Author: Daniel Thornburgh
Date: 2025-12-03T11:24:56-08:00
New Revision: d041d5d4e07ba0eddd5120efd66520b3984a2b9b

URL: 
https://github.com/llvm/llvm-project/commit/d041d5d4e07ba0eddd5120efd66520b3984a2b9b
DIFF: 
https://github.com/llvm/llvm-project/commit/d041d5d4e07ba0eddd5120efd66520b3984a2b9b.diff

LOG: [clang] "modular_format" attribute for functions using format strings 
(#147431)

This provides a C language `modular_format` attribute. This combines
with information from the existing `format` to set the new IR
`modular-format` attribute.

The purpose of these attributes is to enable "modular printf". A
statically linked libc can provide a modular variant of printf that only
weakly references implementation routines.

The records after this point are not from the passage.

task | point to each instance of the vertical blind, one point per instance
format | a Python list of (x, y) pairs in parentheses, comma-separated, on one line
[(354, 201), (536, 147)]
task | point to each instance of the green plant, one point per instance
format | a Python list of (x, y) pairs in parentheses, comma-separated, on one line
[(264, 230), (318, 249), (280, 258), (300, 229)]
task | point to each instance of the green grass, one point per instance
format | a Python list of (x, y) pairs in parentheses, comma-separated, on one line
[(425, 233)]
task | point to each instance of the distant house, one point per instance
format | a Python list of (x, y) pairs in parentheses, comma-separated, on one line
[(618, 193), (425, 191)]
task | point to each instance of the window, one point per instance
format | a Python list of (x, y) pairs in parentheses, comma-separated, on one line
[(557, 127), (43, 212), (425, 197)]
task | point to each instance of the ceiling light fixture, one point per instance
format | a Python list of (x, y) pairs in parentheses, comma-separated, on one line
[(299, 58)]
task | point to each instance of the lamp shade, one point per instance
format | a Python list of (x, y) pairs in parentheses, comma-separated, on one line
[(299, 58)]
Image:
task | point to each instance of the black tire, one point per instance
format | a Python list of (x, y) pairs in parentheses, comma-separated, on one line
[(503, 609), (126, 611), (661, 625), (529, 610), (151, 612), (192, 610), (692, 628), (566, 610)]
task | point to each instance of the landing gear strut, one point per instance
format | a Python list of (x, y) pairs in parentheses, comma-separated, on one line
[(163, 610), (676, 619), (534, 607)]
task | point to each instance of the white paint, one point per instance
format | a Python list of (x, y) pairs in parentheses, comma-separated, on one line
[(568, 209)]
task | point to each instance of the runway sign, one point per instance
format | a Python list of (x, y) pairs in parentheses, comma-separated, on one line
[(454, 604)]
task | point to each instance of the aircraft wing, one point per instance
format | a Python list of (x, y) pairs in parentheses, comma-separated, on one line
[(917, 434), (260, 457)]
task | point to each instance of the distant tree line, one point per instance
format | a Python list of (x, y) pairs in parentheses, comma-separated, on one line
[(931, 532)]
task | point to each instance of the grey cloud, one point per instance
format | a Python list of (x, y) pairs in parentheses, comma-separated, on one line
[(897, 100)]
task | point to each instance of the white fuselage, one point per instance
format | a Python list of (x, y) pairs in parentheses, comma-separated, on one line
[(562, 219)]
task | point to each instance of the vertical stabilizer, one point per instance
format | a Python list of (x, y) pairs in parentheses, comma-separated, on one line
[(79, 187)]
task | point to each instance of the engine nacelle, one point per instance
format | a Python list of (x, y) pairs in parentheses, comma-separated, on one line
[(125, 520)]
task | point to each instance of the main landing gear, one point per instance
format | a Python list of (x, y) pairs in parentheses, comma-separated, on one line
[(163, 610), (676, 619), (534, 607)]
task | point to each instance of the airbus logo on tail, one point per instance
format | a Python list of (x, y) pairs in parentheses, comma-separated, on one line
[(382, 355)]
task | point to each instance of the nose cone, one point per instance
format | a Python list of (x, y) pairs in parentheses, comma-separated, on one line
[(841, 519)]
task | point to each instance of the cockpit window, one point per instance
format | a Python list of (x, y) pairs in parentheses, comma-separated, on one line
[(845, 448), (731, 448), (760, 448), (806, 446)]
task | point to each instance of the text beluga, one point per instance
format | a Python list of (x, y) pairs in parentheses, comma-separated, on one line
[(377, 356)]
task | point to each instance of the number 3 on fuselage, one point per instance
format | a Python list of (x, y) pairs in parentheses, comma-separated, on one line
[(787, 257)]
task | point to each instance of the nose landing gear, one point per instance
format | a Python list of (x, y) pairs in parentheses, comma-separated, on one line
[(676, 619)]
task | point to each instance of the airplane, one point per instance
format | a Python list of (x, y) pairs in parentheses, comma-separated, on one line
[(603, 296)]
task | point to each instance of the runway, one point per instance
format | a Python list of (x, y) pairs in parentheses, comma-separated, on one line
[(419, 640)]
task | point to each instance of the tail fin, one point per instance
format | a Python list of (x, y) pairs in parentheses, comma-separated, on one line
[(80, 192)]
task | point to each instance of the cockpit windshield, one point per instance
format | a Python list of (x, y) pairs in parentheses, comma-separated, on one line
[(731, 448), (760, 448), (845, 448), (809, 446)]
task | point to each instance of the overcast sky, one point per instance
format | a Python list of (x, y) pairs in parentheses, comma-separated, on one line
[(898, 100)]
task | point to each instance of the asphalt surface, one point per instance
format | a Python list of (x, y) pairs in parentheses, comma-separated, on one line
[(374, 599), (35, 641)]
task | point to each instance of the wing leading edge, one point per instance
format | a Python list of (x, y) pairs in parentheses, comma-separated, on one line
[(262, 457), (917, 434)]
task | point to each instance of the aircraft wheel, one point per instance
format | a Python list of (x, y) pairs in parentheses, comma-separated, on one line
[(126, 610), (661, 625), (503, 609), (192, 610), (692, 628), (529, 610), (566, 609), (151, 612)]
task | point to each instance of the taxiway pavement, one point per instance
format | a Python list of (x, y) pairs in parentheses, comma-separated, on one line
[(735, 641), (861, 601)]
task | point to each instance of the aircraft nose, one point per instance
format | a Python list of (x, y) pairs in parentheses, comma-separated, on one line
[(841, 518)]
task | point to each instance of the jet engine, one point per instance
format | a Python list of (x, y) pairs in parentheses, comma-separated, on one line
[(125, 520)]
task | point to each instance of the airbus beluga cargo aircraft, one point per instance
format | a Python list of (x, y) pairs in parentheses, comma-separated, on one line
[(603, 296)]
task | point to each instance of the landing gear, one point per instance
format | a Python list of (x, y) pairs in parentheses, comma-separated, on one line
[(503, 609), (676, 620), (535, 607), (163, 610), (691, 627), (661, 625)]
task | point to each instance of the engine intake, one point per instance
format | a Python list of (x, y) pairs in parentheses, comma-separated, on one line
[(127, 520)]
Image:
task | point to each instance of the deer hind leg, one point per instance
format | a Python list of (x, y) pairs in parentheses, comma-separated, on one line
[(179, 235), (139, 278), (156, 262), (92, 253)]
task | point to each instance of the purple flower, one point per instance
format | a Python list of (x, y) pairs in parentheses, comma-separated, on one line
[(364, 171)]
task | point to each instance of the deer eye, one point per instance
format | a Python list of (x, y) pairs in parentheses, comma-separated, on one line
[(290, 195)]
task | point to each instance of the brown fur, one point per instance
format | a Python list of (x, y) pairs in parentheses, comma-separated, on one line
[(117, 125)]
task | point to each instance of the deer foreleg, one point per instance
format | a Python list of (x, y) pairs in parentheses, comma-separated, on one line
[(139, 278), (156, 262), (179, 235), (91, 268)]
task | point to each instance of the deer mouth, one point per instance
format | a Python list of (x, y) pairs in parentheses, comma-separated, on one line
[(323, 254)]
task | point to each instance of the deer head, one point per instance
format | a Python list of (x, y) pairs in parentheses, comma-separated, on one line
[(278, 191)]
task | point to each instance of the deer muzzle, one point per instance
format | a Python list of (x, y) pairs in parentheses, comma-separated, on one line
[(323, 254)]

The link-time symbol `printf`
would strongly reference aspect symbols (e.g. for float, fixed point,
etc.) that are provided by those routines, restoring the status quo.
However, the compiler could transform calls with constant format strings
to calls to the modular printf instead, and at the same time, it would
emit strong references to the aspect symbols that are needed to
implement the format string. Then, the printf implementation would
contain only the union of the aspects requested.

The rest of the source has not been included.